This white chicken chili is one of the most perfect foods for this time of the year in my opinion. It hot, hearty, and satisfying, while being easy to make and reasonably healthy. It does have heavy cream in it, but that is the only added fat. I am one of those people who get too cold really easily, and just can’t seem to warm up, but chili is one thing that does warm me up, and sometimes you need a change from the red kind.

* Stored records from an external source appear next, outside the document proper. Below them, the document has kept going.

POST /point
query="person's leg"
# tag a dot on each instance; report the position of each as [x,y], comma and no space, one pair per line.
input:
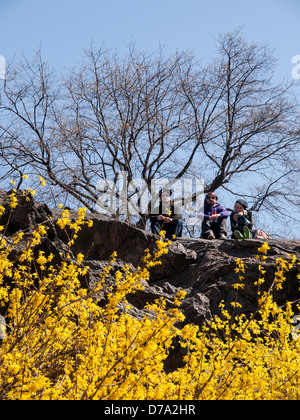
[155,228]
[177,227]
[220,228]
[207,232]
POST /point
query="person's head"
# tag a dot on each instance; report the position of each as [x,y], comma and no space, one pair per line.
[211,198]
[240,206]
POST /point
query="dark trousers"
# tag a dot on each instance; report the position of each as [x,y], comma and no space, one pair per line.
[219,227]
[173,228]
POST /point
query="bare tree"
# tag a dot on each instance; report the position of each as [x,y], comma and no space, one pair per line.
[154,117]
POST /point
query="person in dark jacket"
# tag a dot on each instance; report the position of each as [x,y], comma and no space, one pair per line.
[214,224]
[241,220]
[164,218]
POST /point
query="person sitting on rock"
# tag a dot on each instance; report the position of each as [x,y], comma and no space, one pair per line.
[164,218]
[214,224]
[241,220]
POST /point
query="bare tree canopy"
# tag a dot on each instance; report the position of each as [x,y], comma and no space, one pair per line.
[154,116]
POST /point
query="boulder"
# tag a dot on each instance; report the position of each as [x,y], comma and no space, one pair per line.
[204,269]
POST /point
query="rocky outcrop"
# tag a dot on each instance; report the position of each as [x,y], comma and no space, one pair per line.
[204,269]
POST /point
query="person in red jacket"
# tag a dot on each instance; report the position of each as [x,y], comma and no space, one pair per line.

This is one of those recipes that require very little work. You dump it all in a pot and let it do its thing until you have to cut up the chicken and add the flour and cream – but by then you are almost done. I have not made it in the slow cooker, but I imagine it could be adapted fairly easily. Hope you enjoy it as much as we did!
White Chicken Chili
Prep
Cook
Total
Yield 4
Ingredients
- 2 lbs. boneless, skinless chicken breasts
- 4 cups chicken broth
- 1 4.5 oz. can chopped green chilies
- 1 15.5 oz. can hominy rinsed and drained (I used white.)
- 2 15.5 oz. cans white beans, rinsed and drained (I used great northern beans.)
- 1 11 oz. can tomatillos, cored and chopped
- 4 cloves garlic, minced
- 4 scallions, sliced (I saved the green part from two of the scallions to top.)
- 1 tsp. dried oregano
- 1/2 tsp. ground red pepper
- 2 Tbsps. all-purpose flour
- 1/2 cup cold water
- 1 cup heavy cream
- Salt to taste
- To serve: Top with shredded cheddar, sour cream, reserved scallions, and chopped cilantro if desired.
Instructions
- Place chicken, broth, chilies, hominy, beans, tomatillos, garlic, scallions, oregano, and red pepper in a large pot.
- Bring to a boil over high heat and then reduce heat to simmer. Simmer until chicken is cooked through – about 30 minutes.
- Remove chicken from the pot and cut into bite sized chunks. Return to the pot.
- Stir together flour and water and stir into chili.
- Stir in cream.
- Turn heat back up to high and bring back to a boil. Cook until thickened stirring frequently, so that it doesn’t burn or stick.
- Season with salt to taste.
- To serve top with cheddar cheese, sour cream, reserved scallions and chopped cilantro if desired.